Winning awards had never been the express intention of the project, but the financial windfall was certainly welcome. “It was like a sense of relief because we never really spoke about what would happen if we won. But it was really huge; it helped my family a lot.”
The ocean has always provided.
When surfing makes its debut at the Olympics in Tokyo this summer, there won’t be any athletes who look like Avo Ndamase.
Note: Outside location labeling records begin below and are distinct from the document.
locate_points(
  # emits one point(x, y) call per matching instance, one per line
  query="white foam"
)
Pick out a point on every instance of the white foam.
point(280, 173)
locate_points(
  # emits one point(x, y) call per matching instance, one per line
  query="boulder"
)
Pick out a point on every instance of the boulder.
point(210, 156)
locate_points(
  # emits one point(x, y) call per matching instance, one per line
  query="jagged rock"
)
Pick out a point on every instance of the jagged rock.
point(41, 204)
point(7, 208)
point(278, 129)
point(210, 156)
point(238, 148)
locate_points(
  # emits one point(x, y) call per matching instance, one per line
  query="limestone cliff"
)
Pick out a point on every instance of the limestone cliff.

In the past, he’s hinted at racism within the sport, but during this interview, he preferred to focus on what he’d like to do with surfing, rather than what he can’t.
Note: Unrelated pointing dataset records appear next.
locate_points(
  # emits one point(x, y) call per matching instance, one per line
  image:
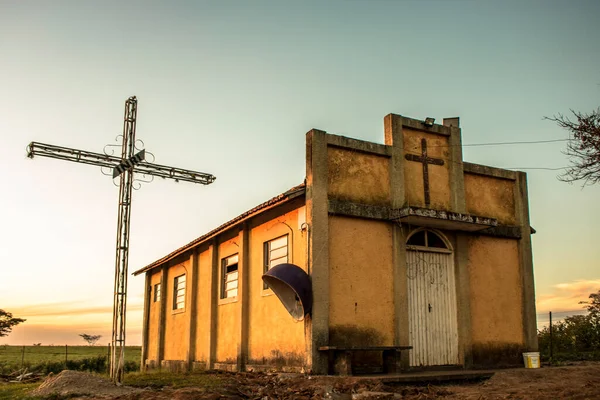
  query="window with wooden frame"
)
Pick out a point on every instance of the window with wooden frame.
point(229, 277)
point(157, 292)
point(275, 253)
point(179, 292)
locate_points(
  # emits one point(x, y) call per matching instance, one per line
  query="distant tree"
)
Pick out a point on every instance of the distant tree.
point(90, 339)
point(583, 147)
point(7, 322)
point(577, 334)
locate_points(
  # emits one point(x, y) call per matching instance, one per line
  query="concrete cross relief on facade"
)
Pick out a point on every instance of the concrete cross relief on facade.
point(423, 158)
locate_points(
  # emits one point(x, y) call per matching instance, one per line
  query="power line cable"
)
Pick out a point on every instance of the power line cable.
point(499, 143)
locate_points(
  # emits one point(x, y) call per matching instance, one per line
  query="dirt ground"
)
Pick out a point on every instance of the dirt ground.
point(577, 381)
The two South African surfers on the World Surf League roster, Jordy Smith and Matthew McGillivray, are White, and there aren’t any Black surfers on either the men’s or women’s tours.
“The representation of African surfing,” Ndamase noted, “is still blond and blue eyes; that’s basically where it’s at.”
He laments that while surfing is growing its platform on the world stage, “It’s not relatable. It’s either a luxury sport for really rich people or super athletes you cannot relate to. You cannot relate to a guy that wakes up every day and goes to the gym and he gets paid a lot of money by all these different companies.”
While Ndamase does have corporate partnerships of his own, such as the clothing brand Vast, he explains there is another side to surfing, less about competition, much more chill, forging connections with the earth and its people.
“There’s a different world to surfing, which is called free surfing, a lot of really cool people traveling the world and experiencing cultures. We try to make surfing a lot more relatable, inviting and welcoming.”
Surfing is how he makes a living, but it’s been less of a career and more of a lifestyle.
“Surfers have always been attached to hippies and if you look at like old hippie photos, there’s a lot of multiracial going on. So, I think that’s what surfing should be like, going back to that old school.
“If I’m on a beach somewhere in Bali, or wherever in the world and I’m just being myself, it’s a lot easier for people to approach me. That’s what’s important, more than the big leagues, you know.”
The most important thing for Ndamase, though, is to protect the environment that he has always loved and respected.
He laments the me-first materialistic attitudes in society, the results of which he has to wade through in the ocean every day.
“It’s really bad; I’m taking so much plastic out of the water.”
He says he tries to clean up the beach every day when he leaves it, but he doesn’t believe that preaching to anybody is going to help solve the problem.
“It’s a work in progress, but we can only fight our own battles and that’s where it gets frustrating. People must see you do it. And then that’s how we make it better. Knock-on effect.”
Avo Ndamase always knew that the ocean was his future; he’ll do what he can to make sure it offers a future to the generations to come, too.